Come la tecnologia di riconoscimento facciale potrebbe cambiare le nostre vite
Come la tecnologia di riconoscimento facciale potrebbe cambiare le nostre vite (Shutterstock.com)

MILANO - Stiamo imparando a prenderne atto con il nuovo iPhoneX che può essere bloccato semplicemente guardandolo. Ma l’accesso allo smartphone è solo uno dei tanti modi in cui il riconoscimento facciale cambierà la nostra vita quotidiana. Presto useremo i nostri volti per pagare generi alimentari, prendere treni, passare attraverso la sicurezza aeroportuale e altro ancora.

Come il mondo sta usando il riconoscimento facciale
In Cina è già possibile usare il viso per accedere ad alcuni uffici e autorizzare prelievi attraverso ATM. In Europa, gli hotel e i rivenditori di fascia alta lo utilizzano per identificare le celebrità e assicurarsi che ricevano un trattamento speciale.
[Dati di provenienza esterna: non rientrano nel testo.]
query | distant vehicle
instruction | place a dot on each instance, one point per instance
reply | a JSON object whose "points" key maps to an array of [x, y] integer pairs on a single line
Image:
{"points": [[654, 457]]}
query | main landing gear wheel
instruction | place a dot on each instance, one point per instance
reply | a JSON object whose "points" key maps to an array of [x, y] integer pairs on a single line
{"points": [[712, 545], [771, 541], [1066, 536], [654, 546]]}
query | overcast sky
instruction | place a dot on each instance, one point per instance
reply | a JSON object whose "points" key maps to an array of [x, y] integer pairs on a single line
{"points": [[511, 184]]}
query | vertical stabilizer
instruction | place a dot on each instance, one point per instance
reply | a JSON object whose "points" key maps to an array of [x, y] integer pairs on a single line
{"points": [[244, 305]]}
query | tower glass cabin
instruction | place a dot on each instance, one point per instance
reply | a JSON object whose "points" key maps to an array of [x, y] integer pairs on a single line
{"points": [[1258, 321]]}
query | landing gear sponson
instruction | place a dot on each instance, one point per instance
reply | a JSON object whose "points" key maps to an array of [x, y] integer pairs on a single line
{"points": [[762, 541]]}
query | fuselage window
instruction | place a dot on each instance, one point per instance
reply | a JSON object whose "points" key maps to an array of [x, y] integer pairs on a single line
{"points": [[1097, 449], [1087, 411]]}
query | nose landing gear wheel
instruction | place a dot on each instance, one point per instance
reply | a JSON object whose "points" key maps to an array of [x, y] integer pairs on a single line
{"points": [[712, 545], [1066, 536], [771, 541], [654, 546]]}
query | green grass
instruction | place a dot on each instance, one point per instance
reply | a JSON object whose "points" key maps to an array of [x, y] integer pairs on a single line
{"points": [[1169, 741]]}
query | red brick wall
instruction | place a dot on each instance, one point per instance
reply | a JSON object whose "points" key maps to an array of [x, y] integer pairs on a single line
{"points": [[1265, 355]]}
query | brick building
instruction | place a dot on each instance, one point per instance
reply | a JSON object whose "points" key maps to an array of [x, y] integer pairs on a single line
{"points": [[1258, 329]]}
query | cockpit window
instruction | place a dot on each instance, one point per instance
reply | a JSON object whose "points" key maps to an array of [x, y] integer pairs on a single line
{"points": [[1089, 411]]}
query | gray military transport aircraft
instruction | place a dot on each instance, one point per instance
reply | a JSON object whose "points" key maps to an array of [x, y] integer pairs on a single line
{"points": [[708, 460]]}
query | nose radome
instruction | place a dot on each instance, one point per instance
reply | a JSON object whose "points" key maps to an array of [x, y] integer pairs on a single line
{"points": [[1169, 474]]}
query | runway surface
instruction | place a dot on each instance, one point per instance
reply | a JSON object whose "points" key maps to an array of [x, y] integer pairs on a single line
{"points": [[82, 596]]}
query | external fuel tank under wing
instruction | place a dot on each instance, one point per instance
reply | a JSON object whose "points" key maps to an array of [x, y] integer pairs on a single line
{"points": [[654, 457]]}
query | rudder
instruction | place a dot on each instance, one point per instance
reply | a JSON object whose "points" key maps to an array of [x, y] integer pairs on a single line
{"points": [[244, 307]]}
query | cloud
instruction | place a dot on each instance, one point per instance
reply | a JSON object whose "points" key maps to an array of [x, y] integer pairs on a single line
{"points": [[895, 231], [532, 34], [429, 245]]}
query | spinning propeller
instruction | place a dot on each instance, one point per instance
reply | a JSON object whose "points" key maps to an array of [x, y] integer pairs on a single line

Gli aeroporti australiani stanno installando un sistema che consente ai passeggeri delle compagnie aeree di passare attraverso i controlli di sicurezza senza usare il passaporto, mentre alcuni sistemi di riconoscimento facciale stanno cominciando a comparire anche negli aeroporti statunitensi. Le tecnologie di riconoscimento facciale potrebbero presto rivoluzionare gran parte delle nostre vite, da come facciamo la spesa a come viaggiamo. A tal proposito, l’affiliata Ant Financial di Alibaba ha lanciato recentemente il servizio ‘stile to pay’ a Hangzhou, la sede globale dell'azienda, dove è in fase di sperimentazione con il colosso delle crocchette di pollo fritto KFC. Di fatto, basta un sorriso per poter pagare il pranzo. A Pechino il comune ha iniziato a utilizzare la tecnologia per catturare i ladri di carta igienica nei bagni pubblici (il suo sistema impedisce anche di prendere più di 60 centimetri di carta in un lasso di tempo di nove minuti). Xiaomai, una catena di negozi low cost, ha detto che utilizzerà le scansioni facciali quando le persone entrano nei suoi negozi, al fine di studiarne il comportamento. Sarebbero più di 300mila le aziende e i privati che in tutto il mondo usano attualmente la tecnologia di riconoscimento facciale.

Il posto di un passaporto
Di fatto, il volto cambia - seppur leggermente - da individuo a individuo ed è quasi come un’impronta 3D. Lyndon Smith, professore di simulazione computerizzata e visione meccanica presso l'Università dell'Inghilterra occidentale sta sviluppando un sistema che potrebbe sostituire i biglietti del treno. Come il nuovo iPhone, utilizza la scansione a infrarossi per riconoscere i modelli nei tratti del viso e poi li confronta con un database di modelli facciali conosciuti. Per il professore questo sistema dovrebbe funzionare bene nei negozi, nelle banche e nelle stazioni ferroviarie, come un vero e proprio passaporto.

Contro i criminali
Gli esperti dicono che i sistemi di riconoscimento facciale possono essere estremamente affidabili. Apple afferma che il suo nuovo iPhone non avrebbe nessuna difficoltà a riconoscere gli individui da una foto, neppure se questi si fanno crescere la barba o indossano gli occhiali. Lo stesso vale per alcuni sistemi sviluppati in Cina i quali sarebbero in grado di riconoscere volti anche se coperti da un travestimento. La tecnologia utilizza 14 punti di riferimento chiave intorno agli occhi, al naso e alle labbra: se alcune caratteristiche sono nascoste, ne utilizza altre per effettuare l’identificazione. Secondo molti ricercatori questi sistemi sarebbero molto utili per allontanare i criminali dalle strade e combattere, in qualche modo, il terrorismo.

I problemi legati alla privacy
L’altra faccia della medaglia è, però, rappresenta da molti timori legati alla privacy. Alcuni governi potrebbero abusare dei sistemi per affermare un controllo inappropriato sui loro cittadini e soffocare le proteste. Altri temono che i sistemi di riconoscimento facciale rivelino informazioni che i cittadini hanno necessità di mantenere private. Di fatto la tecnologia del riconoscimento facciale è già disponibile, anche se il modo di utilizzarla senza mettere a rischio le persone o invadere la loro privacy rimane un argomento di dibattito acceso.